Current HBOC technology typically relies on (i) manipulations of human or bovine hemoglobin (e.g. stroma free, cross-linked, polymerized, and chemically modified) and (ii) encapsulation of such for delivery by a variety of methods including liposomes, silica particles, hydrogels, and polymerization. Human or bovine hemoglobin has traditionally been used in these research efforts because of its ease of access and non-immunogenicity in a human system. Many of the current encapsulation technologies result from pharmaceutical and drug delivery research, in which the formulation slowly dissolves to deliver the enclosed payload at a specified rate. When using this type of delivery platform, other hemoglobin variants, which might provide improved oxygen delivery profiles, often have not been used out of immunogenicity/toxicity concerns. Due to the toxicity of the acellular heme group, no HBOCs have heretofore been available for clinical use, beyond compassionate care, in the United States (June 2008).

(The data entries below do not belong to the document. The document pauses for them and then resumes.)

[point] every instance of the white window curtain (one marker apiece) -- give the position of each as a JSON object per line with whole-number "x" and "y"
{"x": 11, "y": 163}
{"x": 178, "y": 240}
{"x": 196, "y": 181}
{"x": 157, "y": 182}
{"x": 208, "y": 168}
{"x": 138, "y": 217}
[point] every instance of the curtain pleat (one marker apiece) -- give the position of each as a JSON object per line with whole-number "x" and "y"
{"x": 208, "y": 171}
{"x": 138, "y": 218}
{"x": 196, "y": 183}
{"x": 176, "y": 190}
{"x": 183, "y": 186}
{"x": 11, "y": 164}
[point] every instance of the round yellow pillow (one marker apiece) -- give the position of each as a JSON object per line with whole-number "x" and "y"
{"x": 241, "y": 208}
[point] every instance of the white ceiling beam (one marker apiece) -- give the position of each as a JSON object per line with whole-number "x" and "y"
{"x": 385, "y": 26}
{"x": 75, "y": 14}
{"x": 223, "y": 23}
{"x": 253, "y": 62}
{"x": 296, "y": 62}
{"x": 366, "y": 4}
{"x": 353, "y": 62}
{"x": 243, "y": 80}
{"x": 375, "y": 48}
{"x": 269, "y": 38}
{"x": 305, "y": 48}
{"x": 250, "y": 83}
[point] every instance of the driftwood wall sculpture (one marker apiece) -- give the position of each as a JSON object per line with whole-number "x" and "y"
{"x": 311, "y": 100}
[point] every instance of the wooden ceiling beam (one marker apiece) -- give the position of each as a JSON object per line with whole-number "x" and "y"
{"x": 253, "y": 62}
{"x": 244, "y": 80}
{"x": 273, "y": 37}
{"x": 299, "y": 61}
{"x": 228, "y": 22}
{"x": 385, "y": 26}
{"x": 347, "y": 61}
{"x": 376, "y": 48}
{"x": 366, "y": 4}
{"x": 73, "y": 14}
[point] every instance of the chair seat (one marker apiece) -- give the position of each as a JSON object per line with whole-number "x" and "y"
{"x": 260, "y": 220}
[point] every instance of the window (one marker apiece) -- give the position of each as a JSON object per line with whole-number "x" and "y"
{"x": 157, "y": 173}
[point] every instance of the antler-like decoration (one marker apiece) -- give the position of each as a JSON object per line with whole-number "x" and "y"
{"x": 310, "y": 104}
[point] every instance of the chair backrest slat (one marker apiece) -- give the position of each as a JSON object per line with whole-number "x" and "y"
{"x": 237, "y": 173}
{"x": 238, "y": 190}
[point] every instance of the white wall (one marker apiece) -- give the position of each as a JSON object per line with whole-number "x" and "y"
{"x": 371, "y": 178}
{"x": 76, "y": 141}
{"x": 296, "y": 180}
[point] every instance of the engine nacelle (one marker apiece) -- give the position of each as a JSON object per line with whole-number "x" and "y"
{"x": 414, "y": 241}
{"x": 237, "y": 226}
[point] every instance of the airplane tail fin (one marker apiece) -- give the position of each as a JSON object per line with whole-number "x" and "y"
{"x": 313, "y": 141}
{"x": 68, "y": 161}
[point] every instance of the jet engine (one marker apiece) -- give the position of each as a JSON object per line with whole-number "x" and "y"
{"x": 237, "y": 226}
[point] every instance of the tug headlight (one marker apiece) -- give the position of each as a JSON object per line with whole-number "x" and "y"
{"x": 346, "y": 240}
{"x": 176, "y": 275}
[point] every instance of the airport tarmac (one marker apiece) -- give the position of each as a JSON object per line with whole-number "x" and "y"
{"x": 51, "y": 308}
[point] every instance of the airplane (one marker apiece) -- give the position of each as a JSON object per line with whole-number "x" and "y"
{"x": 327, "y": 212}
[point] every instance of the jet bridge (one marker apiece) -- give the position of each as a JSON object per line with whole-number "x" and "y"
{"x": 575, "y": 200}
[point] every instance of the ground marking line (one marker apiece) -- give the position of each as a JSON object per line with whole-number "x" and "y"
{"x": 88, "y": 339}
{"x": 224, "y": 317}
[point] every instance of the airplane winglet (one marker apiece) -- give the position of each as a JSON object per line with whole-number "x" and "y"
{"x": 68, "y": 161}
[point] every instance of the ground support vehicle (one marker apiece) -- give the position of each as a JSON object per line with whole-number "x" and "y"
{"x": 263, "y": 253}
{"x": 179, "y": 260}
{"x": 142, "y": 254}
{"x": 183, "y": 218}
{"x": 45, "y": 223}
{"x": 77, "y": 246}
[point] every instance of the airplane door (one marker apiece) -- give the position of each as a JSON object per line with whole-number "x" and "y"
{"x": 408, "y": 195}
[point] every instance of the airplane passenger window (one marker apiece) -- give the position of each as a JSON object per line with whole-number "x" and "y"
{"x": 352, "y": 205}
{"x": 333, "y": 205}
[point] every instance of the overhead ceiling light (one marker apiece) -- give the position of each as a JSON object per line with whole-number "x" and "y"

Recent reviews of the current HBOC treatments under production or recently involved in clinical studies reveal a significant increase in the rate of death, myocardial infarction, hypertension, and renal toxicity (Natanson et al., 2008; Buehler and Alayash, 2004; D'agnillo and Alayash, 2000; Bonaventura et al., 2007). It is gravely apparent that given the dire need for life-saving blood substitutes and the toxicity of the current methodologies, a new pathway toward effective HBOCs must be pursued.
The present invention is directed to overcoming or at least reducing the effects of one or more of the problems set forth above.